Weather routeing computer problems on the Velux 5 Oceans
Sir Robin Knox-Johnston, 67, is frustrated at all the time he has spent fiddling with computer programmes to get a weather forecast. He feels his time would have been more profiatbly spent simply looking at the scudding clouds and tapping the barometer.
“This has to be, in a very frustrating voyage so far, perhaps the most frustrating night I have had. The day before yesterday the weather programme on the computer produced a barrier that would not allow me to access the weather.. It demanded that I had to generate a rescue license, or activate the software. I tried re-booting but to no effect the barrier would not go away. I could not obey the demands, as it wanted a key number, which I don’t have, and maybe does not exist, so that was that, no weather information. Why this sudden barrier? No idea, another programming error.? That’s impossible, it is a perfect industry, so I must have hit the wrong key no doubt as its always the users fault!

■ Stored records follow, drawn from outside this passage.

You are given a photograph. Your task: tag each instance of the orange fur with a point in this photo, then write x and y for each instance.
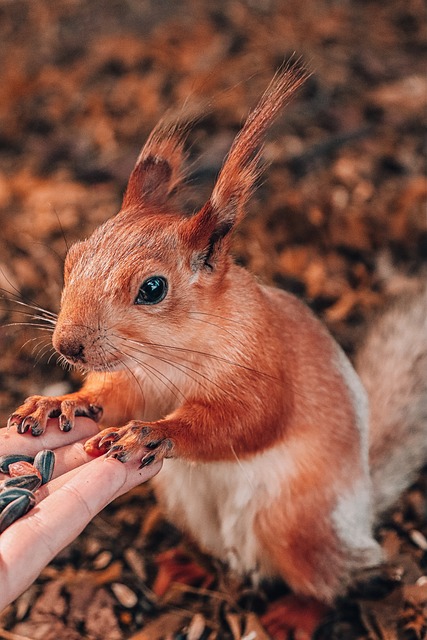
(265, 419)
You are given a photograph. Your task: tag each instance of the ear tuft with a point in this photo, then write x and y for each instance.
(159, 168)
(242, 166)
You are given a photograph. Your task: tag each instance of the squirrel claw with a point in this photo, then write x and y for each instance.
(123, 442)
(34, 413)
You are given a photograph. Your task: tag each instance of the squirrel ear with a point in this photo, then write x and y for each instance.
(208, 230)
(207, 235)
(159, 168)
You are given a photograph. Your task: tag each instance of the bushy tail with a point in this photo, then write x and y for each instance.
(393, 367)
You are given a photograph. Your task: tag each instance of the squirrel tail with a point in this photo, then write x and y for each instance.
(392, 364)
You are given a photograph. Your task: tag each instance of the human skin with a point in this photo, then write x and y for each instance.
(80, 488)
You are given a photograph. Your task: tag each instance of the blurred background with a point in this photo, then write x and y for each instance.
(339, 217)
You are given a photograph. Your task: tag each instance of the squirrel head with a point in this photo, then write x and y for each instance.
(143, 273)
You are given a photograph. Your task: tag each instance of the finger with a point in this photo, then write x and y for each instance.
(13, 442)
(58, 519)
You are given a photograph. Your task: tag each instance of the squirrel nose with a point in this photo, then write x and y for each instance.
(72, 350)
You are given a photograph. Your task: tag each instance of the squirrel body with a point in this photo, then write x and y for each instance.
(264, 419)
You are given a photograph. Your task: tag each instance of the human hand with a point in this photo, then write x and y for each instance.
(80, 488)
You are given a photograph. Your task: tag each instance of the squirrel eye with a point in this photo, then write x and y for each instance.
(152, 291)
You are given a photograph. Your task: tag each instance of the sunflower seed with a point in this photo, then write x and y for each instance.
(45, 462)
(6, 460)
(30, 482)
(9, 495)
(13, 511)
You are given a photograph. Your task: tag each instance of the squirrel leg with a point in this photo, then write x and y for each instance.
(100, 397)
(194, 431)
(34, 413)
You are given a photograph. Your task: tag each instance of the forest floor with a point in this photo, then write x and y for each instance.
(339, 220)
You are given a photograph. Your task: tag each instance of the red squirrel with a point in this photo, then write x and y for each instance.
(274, 460)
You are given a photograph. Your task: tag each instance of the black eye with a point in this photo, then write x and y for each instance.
(152, 290)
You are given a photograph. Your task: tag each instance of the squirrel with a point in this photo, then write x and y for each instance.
(279, 457)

It was not until yesterday lunch that someone came up with a means to get rid of it. Try removing the Dongle and re-boot. That worked but too late.
Anyway that Nerdlike intrusion has cost me big-time. I think life was better before we had all these high falutin programmes. We may not have known what weather was coming, but we could rely on the barometer and looking at the wind direction and clouds. These days we have become dependant on these clever programmes, and when they don’t work, which is quite often, we waste hours crying to get them to operate, often, as yesterday, with no success at all.
A small high-pressure system had created itself in my path and by the time I had information about it it was too late to avoid it. Not that I have much manoeuvring space as I have to stay north of this waypoint of 44S 000E/W, which prevents me diving south where the winds are favourable. That wayline must have cost me a good day so far, perhaps more as I could have dived south a couple of days ago if it had not been there.
So last night was a sit and listen to slatting sails on Saga Insurance and keep chasing every wisp of wind to try and create movement. Whilst I was doing that, everyone else was making progress, the leaders averaging 10 knots more than us. I am now quite tired and still awaiting some wind. This is where I miss the windex, the little wind arrow at the masthead which blew off soon after leaving Corunna, as I can see exactly what the wind is really doing. I also miss a nice mainsail shape which we have not had since the battens broke.
It took ages to get across the 40th parallel and officially into the Southern Ocean, but Saga Insurance drifted slowly over it at 1515 GMT. I have a feeling that either those who went before over rewarded Neptune, or he has heard I no longer have any whisky with which to propitiate him and so has turned his back on me. That is not very nice after all these years!. So here we are, in the Roaring Forties, and becalmed!
I think I have had headwinds now 80% of the time since leaving Corunna which is quite ridiculous. I thought I had got passed the South Atlantic High the day before yesterday, but it seems to have divided itself in order to ambush me. Anyway, it all means further delays and there is not a thing I can do about it. At some stage it will get tired of being difficult, but until it does I just have to sit and wait that happy moment. It is time the dice stopped rolling 9’s and gave me a few aces.
Anyway I did penance and baled out the compartment ahead of the sail locker. It does not have a lot of water in it, but oil has leaked from the pump for the hydraulic tensioner on the inner forestay so its a bit messy. The forestay is lashed as a result with Spectra as it is a vital part of the mast support. Anyway, 20 buckets of water came out, a saving of 200 pounds in weight, each one carefully lifted from the compartment, carried over the sails, and there is only 4 feet between the ballast tank and the deckhead, tipped out. Not sure it has made any difference but I feel better for having done it.
Spoke with Alex Thomson and Mike Golding yesterday who sounded remarkably cheerful considering their experiences, which would have ground down lesser people. They hope to make Cape Town today, so have a cold one for me chaps.
The only good news today is that I have found another pot of gentleman’s relish. Hopefully the wind will come up soon. It is due to come from the east would you believe, but even that will be better than nothing.”